The Hirasaki University group first undertook the structural-functional analysis of 4MU derivatives in relation to HA synthesis. Several compounds with substitution of methyl and hydroxyl groups were investigated on the ability to inhibit HA production in cell lines at a fixed nontoxic concentration of 10 μM. Both methyl groups and hydroxyl groups were essential for inhibitory activity. In compounds retaining the 4-methyl group, inhibitory activity decreased in a row 4MU > 6,7-dihydroxy-4-methyl coumarin > 5,7-dihydroxy-4-methyl coumarin > umbelliferone and finally, 7-methoxy-4-methyl coumarin (incapable of making glucuronide compounds) were inactive at concentration 10 μΜ (Morohashi et al. 2006). We have synthesized several analogues of 4MU, intending to investigate the structure-functional relationship in cell culture hyaluronan production assays.
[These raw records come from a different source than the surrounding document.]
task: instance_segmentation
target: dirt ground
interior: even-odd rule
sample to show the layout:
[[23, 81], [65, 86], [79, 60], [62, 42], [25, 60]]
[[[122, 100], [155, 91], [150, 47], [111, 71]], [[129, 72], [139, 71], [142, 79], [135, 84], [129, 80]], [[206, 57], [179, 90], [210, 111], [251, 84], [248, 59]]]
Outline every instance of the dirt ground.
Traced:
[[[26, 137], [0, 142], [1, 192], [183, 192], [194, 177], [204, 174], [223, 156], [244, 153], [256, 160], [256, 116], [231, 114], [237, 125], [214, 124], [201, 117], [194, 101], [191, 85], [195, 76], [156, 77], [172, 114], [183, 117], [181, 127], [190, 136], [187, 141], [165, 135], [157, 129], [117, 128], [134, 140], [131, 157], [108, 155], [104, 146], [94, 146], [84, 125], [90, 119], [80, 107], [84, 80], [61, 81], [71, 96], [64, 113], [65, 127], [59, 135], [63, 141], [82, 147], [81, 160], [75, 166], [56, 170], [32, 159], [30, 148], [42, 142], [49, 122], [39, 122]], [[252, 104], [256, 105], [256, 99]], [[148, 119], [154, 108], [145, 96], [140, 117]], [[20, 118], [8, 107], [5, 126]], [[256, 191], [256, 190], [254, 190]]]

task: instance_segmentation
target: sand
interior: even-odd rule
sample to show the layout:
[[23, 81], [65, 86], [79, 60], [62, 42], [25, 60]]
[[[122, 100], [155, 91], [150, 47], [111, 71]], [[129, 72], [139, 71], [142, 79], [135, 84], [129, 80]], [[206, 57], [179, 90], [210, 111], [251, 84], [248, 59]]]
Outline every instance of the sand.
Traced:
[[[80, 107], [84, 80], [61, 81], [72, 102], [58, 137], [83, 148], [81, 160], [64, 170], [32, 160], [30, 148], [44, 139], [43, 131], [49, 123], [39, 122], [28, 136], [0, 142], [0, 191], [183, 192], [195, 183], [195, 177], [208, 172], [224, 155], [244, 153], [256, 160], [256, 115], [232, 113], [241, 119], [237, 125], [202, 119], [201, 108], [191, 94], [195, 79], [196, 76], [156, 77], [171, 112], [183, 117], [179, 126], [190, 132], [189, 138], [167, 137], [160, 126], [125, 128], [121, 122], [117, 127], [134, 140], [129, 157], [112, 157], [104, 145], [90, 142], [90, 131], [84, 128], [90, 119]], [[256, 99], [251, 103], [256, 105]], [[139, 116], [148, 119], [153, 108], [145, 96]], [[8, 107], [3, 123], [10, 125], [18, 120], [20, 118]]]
Mammalian HAS1, HAS2 and HAS3, belong to class I hyaluronan synthases (HAS) with chain elongation from the reducing end (Weigel 2015). They share homology, and with the protein encoded by DG42 (Spicer and McDonald 1998), a gene differentially expressed during the embryonal development of Xenopus (Sargent and Dawid 1983). The latter shared homology with yeast chitin synthase and was able to synthesize chitin in vitro and in vivo (Semino and Robbins 1995). Soon it was shown that DG42 is a hyaluronan synthase in vivo (Meyer and Kreil 1996; Varki 1996). Mammalian HAS indeed possess chitin synthase activity, which was carefully investigated by Weigel (2015) and Weigel et al. (2017). It was found that HAS, plant cellulose synthases and chitin synthases (CHS) comprise a family with functional and structural similarities, which are reflected in domain structures. The template enzyme shares a high functional similarity and a low sequence similarity (~15%) with bacterial SeHAS. Despite the poor sequence similarity, modelled 3D structures of HAS domains were of high quality as indicated by the global (P-value: 10–8) and absolute (GDT score: 5–2) quality measurements (Agarwal et al. 2019).
It prompted us to hypothesize that some chitin synthesis inhibitors may also inhibit hyaluronan production.